Secretária de Saúde Lucila Bistaffa defende discussão para encontrar saídas (Foto: Lázaro Jr.)

A reportagem falou com a secretária Municipal de Saúde, Lucila Bistaffa, que informou atualmente a Prefeitura de Araçatuba não teria como atender uma eventual lei nesse sentido, sem investir mais recursos próprios na área da Saúde, diante da defasagem das equipes da Saúde da Família.

Em abril do ano passado a administração municipal protocolou no Ministério da Saúde, pedido para ampliação de 14 equipes da Saúde da Família para a cidade, o que ainda não foi atendido.

A secretária informa ainda que o projeto não foi discutido com representantes da administração municipal antes de ser protocolado na Câmara, apesar de ele estar tramitando em regime de urgência. “Não houve consulta prévia. Pelo contrário, quando eu fiquei sabendo do projeto eu mesmo, junto com outros representantes do governo, busquei tentar viabilizar uma reunião que aconteceu na sexta-feira” , informa.

Lucila informa que deixou claro que é de conhecimento da Câmara que desde 2025 a Prefeitura aguarda uma resposta do Ministério da Saúde sobre o pedido de ampliação das equipes do Programa Estratégia da Saúde da Família.

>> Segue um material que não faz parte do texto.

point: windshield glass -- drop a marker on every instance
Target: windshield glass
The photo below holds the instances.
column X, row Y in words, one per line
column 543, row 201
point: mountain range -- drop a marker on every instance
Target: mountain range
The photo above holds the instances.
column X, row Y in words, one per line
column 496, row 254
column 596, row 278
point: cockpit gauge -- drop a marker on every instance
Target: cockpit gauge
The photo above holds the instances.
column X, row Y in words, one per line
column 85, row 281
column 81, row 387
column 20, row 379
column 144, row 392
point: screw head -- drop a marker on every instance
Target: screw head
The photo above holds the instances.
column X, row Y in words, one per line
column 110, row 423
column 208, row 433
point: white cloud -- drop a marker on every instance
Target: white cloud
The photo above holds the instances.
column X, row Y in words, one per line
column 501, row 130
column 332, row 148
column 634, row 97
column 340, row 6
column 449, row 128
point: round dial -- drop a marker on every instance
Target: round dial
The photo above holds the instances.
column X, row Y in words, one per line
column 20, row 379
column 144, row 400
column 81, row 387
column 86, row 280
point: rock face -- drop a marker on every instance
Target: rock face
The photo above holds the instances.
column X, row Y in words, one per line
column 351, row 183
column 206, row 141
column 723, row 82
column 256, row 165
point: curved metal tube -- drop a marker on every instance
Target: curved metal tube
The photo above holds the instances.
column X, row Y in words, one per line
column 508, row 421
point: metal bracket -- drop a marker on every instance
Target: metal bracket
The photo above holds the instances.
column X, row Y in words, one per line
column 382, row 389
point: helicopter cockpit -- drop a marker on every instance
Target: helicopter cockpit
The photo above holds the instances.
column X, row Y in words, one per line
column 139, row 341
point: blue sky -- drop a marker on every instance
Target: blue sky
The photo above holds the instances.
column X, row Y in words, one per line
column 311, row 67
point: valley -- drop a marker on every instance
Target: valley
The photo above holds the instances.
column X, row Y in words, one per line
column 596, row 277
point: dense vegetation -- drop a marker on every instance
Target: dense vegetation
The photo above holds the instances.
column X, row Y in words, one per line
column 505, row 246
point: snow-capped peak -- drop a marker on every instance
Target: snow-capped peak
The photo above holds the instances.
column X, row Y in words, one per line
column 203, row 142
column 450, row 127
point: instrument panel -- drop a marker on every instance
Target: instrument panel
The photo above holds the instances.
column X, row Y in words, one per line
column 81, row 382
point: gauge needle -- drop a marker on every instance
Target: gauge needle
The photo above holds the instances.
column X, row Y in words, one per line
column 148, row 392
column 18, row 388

“O município, o prefeito, o antigo secretário e eu, a gente tem ciência da necessidade, em decorrência do aumento da população, da necessidade de mais 14 equipes, o que até o momento a gente não conseguiu. Então foi isso que eu fui falar com o vereador, dentre outras coisas” , contou.

Lucila também falou da necessidade ampliação do repasse dos valores pagos aos agentes comunitários, que são custeados pelo Ministério da Saúde, mas que nem todos eles são cobertos pelo governo federal. Atualmente a Prefeitura é responsável pelo pagamento de quase 40 agentes, já que para esses, o ministério não faz o repasse dos valores e o município assumiu o custeio.

Funções

Ela explica ainda que os médicos que atendem nas unidades de saúde fazem parte de uma equipe e têm outras funções, além das consultas. “Ele participa de grupos de gestante, de idosos, de hipertensos, de diabéticos, de matriciamento, de momentos de educação permanente, de reunião de equipe e todos esses horários eles precisam ser resguardados porque a política (do programa) exige isso” , argumenta.

Segundo a secretária, uma saída, em caso de eventual aprovação da lei, seria reduzir o tempo de consulta, sem os investimentos necessários. Porém, alerta que é preciso manter uma consulta de qualidade para reduzir a possibilidade de o paciente não ter o problema solucionado e ter que retornar duas, três, quatro vezes à unidade.

Discussão

Lucila informa que na reunião, explicou que o município não está fechando os olhos para a questão e que a proposta é discutir o que Legislativo e Executivo podem pensar juntos, avaliar o que outros municípios já fizeram e que Araçatuba ainda não estaria conseguindo contemplar no curto prazo.

De acordo com ela, devido à reorganização dos territórios, diante da defasagem das equipes de Saúde Família, há sim equipes que estão com uma data mais alongada para o agendamento das consultas, mas que há unidades em que o prazo máximo está entre 30 e 45 dias.

“O que eu disse a ele é que a gente já vem adequando o fluxo, já vem trabalhando a questão do absenteísmo (faltas às consultas), para poder otimizar e utilizar melhor essas consultas e a gente vem fazendo discussões em relação à qualificação de cada consulta” , afirmou.

Acolhimento

Por fim, Lucila informa que o paciente, ao procurar atendimento em uma UBS, ele passa por um acolhimento, que é um atendimento que avalia a condição dele. “São condições agudas, são condições crônicas, ele precisa naquele momento passar em consulta?” , explica.

De acordo com ela, para casos que precisam passar por consulta imediata, o paciente é encaixado no mesmo dia ou, dependendo das necessidades, dentro da mesma semana.